Although it is a state that has long been recognized for its renowned universities, Massachusetts will have to work harder to compete with other, less expensive, and more venerable colleges.
Recent studies show that Massachusetts' net migration has decreased by nearly half. This means that the number of students coming in has decreased while the number of students going out has increased. In short, more students — both in-state and out-of-state — are opting to further their education in states other than Massachusetts.
As of 2004, Massachusetts was the sixth largest importer of students, behind only Pennsylvania; Florida; North Carolina; Washington, D.C.; and Indiana.

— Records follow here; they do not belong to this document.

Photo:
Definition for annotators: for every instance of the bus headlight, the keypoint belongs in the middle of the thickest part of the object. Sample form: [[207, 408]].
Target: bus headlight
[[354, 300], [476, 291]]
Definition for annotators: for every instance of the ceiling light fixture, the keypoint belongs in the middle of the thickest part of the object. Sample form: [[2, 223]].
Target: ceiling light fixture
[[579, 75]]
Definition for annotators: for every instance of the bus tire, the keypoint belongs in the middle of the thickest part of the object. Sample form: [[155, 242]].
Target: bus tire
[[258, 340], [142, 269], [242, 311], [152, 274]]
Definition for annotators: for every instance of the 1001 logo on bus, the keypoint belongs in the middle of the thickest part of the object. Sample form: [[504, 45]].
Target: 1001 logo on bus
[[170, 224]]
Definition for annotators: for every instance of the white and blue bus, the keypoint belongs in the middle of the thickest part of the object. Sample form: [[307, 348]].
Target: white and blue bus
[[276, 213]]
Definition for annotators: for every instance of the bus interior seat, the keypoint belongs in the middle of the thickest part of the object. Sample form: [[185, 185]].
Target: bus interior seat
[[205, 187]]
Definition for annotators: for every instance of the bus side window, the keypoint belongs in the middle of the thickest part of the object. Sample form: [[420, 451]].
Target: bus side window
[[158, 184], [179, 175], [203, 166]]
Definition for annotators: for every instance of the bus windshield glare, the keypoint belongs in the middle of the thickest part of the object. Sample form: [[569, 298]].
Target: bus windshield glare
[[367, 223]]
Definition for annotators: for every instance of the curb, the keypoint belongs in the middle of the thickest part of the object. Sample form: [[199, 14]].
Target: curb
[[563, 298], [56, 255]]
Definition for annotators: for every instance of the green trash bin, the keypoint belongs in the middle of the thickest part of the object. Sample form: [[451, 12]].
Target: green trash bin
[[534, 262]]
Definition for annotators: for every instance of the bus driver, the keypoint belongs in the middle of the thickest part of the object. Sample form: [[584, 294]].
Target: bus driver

This is desirable news, except when you realize that Massachusetts topped the list less than a decade ago, drawing in more than double its current rate.
Even the draw of top Ivy League schools such as Harvard University, the Massachusetts Institute of Techno-logy (MIT), and Tufts University — still going strong — cannot fully mitigate the disastrous effects befalling second- and third-tier schools.
In 2004, enrollment at Massachusetts-based public colleges and universities dropped by 2,299, making it the fourth lowest public sector in the nation. Even attendance at the state's private sector has dropped 27 percent in 2006, suffering the greatest drop in the country.
Some speculate that the cause of this downward trend boils down to funding. In addition to competitive curricula, public schools are also significantly cheaper than private schools. In fact, with an average annual tuition of $12,127, public schools cost an average of $16,899 less than private schools. Public education, which is growing in reputation, costs less than half the price of private education.
Todd Hoffman, a Wellesley higher-education marketing consultant, realizes the drawback of more expensive, private colleges. He recently told the Boston Business Journal, "Because we have so many smaller, private colleges in Massachusetts, those colleges are just going to wash away."
Also, Massachusetts has decreased financial aid by 22 percent while the top-five net importers of students have increased financial aid within the last five years.
Furthermore, there are demographics to consider.
Most children grow up in the Sunbelt and are reluctant to move to colder regions thousands of miles from home. In order to keep students in state, some states offer their students scholarships. This added monetary incentive, coupled with the idea of "home," keeps students from attending Massachusetts-based schools.
Stephen Tocco, chairman of the Massachusetts Board of Higher Education, told the Boston Business Journal, "Those tuitions and fees have crept too high, and they're beginning to affect [student's] decisions."